J’assisterai ensuite à une conférence ayant pour thème "Le blog, nouvelle forme d'expression littéraire ?" où interviendra Christophe Ginisty. Il est clair que le sujet m’intéresse au plus au point et je suis impatient et curieux d’en connaître le contenu.
Voilà, vous savez presque tout ou presque. Aujourd’hui, c’est baskets et rencontres…
Fred de Mai
01:21 Publié dans Fred de Mai | Lien permanent | Commentaires (7) | Envoyer cette note | Tags : Littérature
17.03.2006
Le salon de l’espoir
Christophe m’a proposé gentiment de l’accompagner à la soirée d’inauguration du salon du livre. Outre, le plaisir de passer un agréable moment avec un ami, je vivais ma première expérience de masse dans le monde littéraire. J’avoue avoir été impressionné par la foule venue se bousculer pour toucher un papier que beaucoup avaient prématurément enterré. Le monde du livre est plus que jamais vivant et je m’en réjouis.

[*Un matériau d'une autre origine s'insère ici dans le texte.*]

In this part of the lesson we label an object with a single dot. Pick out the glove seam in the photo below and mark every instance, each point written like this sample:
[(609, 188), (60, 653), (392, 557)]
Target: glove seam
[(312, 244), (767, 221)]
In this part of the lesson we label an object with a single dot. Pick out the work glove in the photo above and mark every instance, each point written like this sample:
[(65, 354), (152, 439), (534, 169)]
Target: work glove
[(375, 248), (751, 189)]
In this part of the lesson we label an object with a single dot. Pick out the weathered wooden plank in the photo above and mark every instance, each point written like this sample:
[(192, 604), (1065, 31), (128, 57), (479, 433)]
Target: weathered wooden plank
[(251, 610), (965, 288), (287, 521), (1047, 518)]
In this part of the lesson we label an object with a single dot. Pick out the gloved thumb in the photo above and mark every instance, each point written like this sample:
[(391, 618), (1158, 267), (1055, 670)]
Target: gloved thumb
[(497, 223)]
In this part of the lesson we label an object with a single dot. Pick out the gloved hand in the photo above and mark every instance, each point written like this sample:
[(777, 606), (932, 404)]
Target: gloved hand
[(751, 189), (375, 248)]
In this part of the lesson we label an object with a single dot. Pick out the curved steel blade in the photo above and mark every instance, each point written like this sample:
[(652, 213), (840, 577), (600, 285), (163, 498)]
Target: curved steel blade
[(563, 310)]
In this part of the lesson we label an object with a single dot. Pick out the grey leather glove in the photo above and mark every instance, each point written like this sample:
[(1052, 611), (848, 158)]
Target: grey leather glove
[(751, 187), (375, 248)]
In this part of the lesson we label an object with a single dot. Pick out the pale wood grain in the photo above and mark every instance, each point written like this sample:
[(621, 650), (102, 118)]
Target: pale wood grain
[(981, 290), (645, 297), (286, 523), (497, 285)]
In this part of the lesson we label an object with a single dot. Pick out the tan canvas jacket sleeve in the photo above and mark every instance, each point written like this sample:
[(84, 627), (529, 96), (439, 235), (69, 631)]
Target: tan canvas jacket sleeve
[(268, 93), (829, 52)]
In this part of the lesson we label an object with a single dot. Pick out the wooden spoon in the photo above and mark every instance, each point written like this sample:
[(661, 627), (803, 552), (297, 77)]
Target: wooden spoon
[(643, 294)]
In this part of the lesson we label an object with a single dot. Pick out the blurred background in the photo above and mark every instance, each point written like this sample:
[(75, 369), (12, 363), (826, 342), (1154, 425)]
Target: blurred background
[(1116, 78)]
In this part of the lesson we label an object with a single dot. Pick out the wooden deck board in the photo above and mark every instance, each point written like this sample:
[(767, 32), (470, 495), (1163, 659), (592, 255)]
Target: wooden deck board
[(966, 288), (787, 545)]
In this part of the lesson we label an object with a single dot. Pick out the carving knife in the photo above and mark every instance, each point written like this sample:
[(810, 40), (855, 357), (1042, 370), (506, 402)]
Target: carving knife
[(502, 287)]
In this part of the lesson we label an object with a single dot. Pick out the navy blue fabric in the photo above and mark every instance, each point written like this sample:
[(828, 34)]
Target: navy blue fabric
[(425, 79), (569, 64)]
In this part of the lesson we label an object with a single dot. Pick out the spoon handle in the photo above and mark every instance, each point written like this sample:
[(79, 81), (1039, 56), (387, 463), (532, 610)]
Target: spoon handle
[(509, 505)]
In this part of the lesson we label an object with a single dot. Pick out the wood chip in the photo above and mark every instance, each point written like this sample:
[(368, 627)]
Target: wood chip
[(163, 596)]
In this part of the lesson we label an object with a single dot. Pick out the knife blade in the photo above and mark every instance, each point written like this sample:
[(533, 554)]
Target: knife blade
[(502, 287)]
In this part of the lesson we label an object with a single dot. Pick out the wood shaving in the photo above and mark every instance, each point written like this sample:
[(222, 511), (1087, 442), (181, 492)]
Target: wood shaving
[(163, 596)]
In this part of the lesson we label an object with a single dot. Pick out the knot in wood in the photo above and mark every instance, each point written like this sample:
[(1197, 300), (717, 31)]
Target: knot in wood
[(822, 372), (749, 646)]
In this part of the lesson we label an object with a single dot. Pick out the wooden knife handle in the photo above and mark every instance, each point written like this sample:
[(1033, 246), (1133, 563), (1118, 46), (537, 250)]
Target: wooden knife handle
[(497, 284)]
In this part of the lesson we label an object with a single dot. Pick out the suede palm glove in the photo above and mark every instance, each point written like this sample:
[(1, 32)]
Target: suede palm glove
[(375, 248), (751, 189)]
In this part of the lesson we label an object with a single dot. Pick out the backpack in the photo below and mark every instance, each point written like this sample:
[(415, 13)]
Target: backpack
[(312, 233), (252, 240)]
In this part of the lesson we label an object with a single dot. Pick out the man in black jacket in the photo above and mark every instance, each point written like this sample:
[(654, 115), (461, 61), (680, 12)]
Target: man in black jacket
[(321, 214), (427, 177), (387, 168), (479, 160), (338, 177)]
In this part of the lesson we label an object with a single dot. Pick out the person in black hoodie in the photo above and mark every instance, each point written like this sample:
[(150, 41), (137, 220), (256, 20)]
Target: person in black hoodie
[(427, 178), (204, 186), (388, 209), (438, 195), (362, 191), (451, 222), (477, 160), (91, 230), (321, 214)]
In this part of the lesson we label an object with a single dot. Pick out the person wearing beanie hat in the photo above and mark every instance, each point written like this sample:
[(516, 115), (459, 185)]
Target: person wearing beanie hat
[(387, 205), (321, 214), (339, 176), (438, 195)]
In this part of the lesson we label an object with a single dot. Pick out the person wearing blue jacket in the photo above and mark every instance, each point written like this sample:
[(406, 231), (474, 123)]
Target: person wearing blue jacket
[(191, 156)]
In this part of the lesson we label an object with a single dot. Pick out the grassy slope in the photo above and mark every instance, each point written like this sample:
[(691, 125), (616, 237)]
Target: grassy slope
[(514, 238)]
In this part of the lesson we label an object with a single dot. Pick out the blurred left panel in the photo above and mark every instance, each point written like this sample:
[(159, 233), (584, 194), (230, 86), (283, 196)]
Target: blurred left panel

Nous n’avons bu aucune coupe de champagne pourtant j’étais grisé par cette farandole festive en l’honneur de l’écriture.
Des centaines de maisons d’édition, des milliers d’auteurs présents physiquement ou par leurs mots et un modeste apprenti écrivain perdu dans un monde qui lui semble familier bien qu’inconnu.

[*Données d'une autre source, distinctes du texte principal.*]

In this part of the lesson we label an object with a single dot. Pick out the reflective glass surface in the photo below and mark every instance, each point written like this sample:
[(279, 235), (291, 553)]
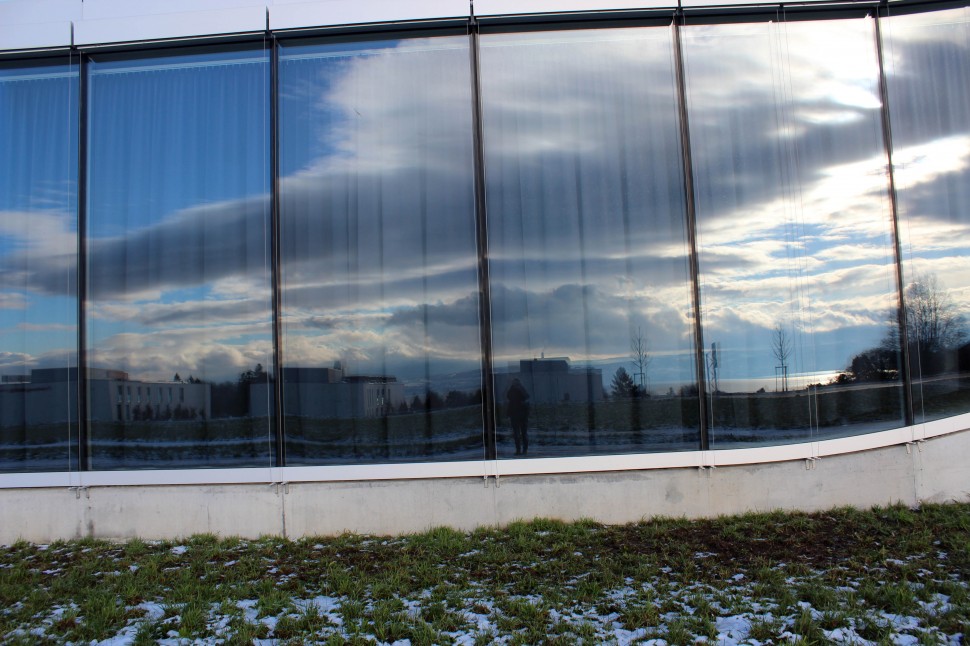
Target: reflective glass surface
[(796, 254), (179, 339), (38, 261), (928, 70), (591, 307), (381, 349)]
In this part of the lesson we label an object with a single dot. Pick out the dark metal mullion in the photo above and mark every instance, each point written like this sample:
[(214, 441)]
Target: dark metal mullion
[(887, 137), (83, 430), (277, 419), (481, 225), (699, 359)]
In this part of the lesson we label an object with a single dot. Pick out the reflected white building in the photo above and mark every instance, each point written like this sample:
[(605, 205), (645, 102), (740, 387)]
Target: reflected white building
[(48, 396)]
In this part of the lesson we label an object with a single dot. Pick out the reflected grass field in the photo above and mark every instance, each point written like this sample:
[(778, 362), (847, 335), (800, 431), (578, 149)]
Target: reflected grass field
[(650, 424)]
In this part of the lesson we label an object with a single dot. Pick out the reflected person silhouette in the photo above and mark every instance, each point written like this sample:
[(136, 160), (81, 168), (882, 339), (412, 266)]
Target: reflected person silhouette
[(518, 409)]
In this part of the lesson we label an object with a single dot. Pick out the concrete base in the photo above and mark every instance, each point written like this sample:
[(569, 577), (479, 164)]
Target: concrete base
[(932, 471)]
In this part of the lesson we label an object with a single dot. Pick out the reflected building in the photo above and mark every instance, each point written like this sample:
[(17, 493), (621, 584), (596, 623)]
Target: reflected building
[(43, 397), (329, 393), (715, 198), (552, 381)]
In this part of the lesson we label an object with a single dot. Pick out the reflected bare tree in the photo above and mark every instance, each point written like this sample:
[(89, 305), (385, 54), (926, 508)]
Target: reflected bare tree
[(781, 349), (932, 318), (640, 349)]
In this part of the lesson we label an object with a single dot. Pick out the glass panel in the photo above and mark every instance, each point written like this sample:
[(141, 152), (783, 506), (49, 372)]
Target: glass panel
[(178, 261), (794, 226), (38, 261), (928, 67), (381, 352), (590, 290)]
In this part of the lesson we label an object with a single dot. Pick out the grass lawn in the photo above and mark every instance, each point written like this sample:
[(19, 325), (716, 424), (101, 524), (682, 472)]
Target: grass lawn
[(893, 575)]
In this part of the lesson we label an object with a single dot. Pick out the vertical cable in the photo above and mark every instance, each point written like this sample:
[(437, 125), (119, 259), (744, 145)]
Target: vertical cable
[(700, 363), (279, 457), (84, 462), (887, 138), (484, 289)]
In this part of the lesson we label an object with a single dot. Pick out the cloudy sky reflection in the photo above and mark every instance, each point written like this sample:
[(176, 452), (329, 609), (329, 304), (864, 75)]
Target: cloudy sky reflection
[(585, 201)]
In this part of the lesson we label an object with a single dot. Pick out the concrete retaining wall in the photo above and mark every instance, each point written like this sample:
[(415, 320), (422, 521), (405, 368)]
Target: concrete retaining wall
[(933, 471)]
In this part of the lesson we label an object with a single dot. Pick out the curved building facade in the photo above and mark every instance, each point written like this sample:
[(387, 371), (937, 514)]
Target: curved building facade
[(299, 267)]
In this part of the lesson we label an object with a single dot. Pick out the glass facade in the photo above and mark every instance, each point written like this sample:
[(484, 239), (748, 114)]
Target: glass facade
[(179, 307), (591, 305), (795, 231), (381, 357), (38, 268), (540, 241), (928, 58)]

Combien d’auteurs avons-nous effleuré sans les connaître ? Combien m’effleureront un jour sans savoir qu’ils m’ont lu ? Pourquoi devrais-je arrêter de rêver ?
Fred de Mai
11:06 Publié dans Fred de Mai | Lien permanent | Commentaires (13) | Envoyer cette note | Tags : Littérature
14.03.2006
Langage féminin
Un mail qui amène à sourire surtout quand c’est une femme qui vous l’envoie.
"Un point c'est tout."
C'est l'expression utilisée par la femme pour finir une discussion quand elle a raison. L'homme a alors le devoir de se taire.
"5 minutes"
Si la femme est en train de s'habiller, « 5 minutes » signifient une demi-heure. « 5 minutes » signifient vraiment 5 minutes si elle a donné à l'homme 5 minutes pour regarder la télé avant de l'aider à ranger la maison.
"Rien"
C'est le calme avant la tempête. Cela signifie « quelque chose ». L'homme doit rester prudent. Les discussions qui commencent par « rien » finissent généralement par « un point c'est tout ».
"Vas-y"
C'est un défi pas une permission ! Ne faites rien.
Long soupir
Bien qu'il ne soit pas un mot, le long soupir n'est souvent pas compris par l'homme. Un long soupir signifie que la femme pense que l'homme est un idiot et qu'elle se demande pourquoi elle perd son temps à discuter avec lui de « rien »
"Bon d'accord"
C'est l'expression la plus dangereuse qu'une femme puisse dire à un homme. « C'est d'accord » signifie qu'elle va longuement réfléchir pour savoir quand et comment vous faire payer très cher votre faute.
"Merci"
C'est le mot le moins souvent utilisé dans le vocabulaire féminin. Si une femme vous remercie, ne posez pas de question, prenez seulement conscience de votre chance et quittez la pièce sans un bruit.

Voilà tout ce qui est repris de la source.